One of the great deceptions in the discussion about copyrights is its length. With a discount rate of just 4%, a 40 year copyright term would capture 80% of full value of the work. But when we look at the actual works, we see that most are popular for at most a year, maybe 5 years. So granting any longer copyright terms would not help much in generating revenues, and if a work is not popular within 40 years, it will almost never become it later, and it certainly will not provide the income that allows the creator to pursue further works.
The main argument used to justify longer terms is as an old age provision for the artist. Since a work would only generate a meager income 40 years later, it will not help the average artist very much. It would be much better to help them save for their old age. Sportsmen are in the same boat; after 35 they need a new carrier or live of their savings. Artists do not need a special deal.
The real benefactors are the lucky few holders to the rights of evergreens. They still generate a nice income, but we must not forget that the holders would already have been amply rewarded in the first 40 years. There is no need to keep rewarding people for their ideas forever.
The other argument used is brand protection. When you create a popular figure you want to keep the right to exploit it, and you do not want any imitators to produce low quality lookalikes. But this is a job we should not burden copyright law with; there are already frameworks in trademark law that can be used, and we need to make sure that we do not kill fan fiction with it as well. If we look at the successful Disney franchises, they live from renewing their characters, not from reprints of 40+ old stories. And they want to keep the control not for the old stories, but to retain profits and control over marketing tie ins.
The last point is about artistic integrity.

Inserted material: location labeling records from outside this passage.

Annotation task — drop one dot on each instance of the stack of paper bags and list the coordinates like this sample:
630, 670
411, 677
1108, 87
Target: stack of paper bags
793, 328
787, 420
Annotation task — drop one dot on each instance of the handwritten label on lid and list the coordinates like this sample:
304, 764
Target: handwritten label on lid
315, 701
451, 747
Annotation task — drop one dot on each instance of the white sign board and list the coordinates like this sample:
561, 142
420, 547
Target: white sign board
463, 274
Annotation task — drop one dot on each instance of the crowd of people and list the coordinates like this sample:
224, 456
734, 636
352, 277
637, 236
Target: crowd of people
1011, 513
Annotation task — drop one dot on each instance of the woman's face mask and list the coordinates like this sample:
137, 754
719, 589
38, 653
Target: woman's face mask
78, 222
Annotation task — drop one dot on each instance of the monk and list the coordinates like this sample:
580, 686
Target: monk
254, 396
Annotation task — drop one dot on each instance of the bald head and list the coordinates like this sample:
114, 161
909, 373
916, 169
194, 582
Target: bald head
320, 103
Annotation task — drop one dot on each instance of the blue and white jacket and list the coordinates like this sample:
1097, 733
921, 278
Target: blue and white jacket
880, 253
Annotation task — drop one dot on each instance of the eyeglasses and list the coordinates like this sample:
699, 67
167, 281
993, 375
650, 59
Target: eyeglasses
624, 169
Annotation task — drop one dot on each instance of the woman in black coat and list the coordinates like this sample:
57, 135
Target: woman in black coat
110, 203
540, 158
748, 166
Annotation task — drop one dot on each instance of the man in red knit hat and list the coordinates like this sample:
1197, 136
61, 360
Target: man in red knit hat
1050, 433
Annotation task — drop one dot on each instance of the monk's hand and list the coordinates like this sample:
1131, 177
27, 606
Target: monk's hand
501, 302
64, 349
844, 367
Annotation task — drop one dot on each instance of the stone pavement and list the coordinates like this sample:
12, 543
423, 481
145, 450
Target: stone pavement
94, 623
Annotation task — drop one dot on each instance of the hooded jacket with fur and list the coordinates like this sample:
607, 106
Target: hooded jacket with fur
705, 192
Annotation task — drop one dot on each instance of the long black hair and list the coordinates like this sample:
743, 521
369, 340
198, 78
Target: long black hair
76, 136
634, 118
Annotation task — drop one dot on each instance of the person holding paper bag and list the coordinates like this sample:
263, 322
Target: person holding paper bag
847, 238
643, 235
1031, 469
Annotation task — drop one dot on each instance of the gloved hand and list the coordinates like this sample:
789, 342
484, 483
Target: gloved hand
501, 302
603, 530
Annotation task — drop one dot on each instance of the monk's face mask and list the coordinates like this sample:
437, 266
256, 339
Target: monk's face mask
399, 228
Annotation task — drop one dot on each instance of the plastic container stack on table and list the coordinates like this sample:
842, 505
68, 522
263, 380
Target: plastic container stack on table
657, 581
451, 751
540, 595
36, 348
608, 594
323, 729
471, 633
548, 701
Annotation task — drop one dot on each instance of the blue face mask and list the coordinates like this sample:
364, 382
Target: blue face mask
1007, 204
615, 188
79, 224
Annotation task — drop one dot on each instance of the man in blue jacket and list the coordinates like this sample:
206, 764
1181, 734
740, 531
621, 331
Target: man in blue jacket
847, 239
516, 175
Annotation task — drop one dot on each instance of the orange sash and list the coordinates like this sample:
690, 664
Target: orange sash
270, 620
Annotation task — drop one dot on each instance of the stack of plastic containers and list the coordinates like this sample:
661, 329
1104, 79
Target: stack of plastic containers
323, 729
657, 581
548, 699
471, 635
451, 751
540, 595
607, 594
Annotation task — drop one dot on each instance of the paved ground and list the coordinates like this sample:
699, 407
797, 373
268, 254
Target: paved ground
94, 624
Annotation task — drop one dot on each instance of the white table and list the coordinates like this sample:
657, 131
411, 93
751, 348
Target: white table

But provisions about which versions can be called the real thing are completely separate from who should be allowed to produce them, and royalties.
When we talk about copyright, we should not loose sight that it is an artificial monopoly created by the state to encourage the creation of works. It costs money to police it, and it reduces the ability to interact with them. These are expensive enough that limiting the copyright term to 80% of the value of an infinite monopoly sounds like a brilliant deal. This is a 40 year term when assuming a 4% discount rate, an incredibly generous assumption. For example companies demand a discount rate of 8% to 12% when calculating whether to start a product, because of the inherent uncertainty in any projection of the future. Nobody uses the returns 40 years from now when calculating where to invest, the uncertainty is just too great. The terms are so long not because they would encourage more creative works, they are the result of lobbying by the lucky few millionaires and companies owning the few really profitable properties and wanting to extract extra rent from the public. Long copyrights are not for needy poor artists, they are for greedy rich bastards.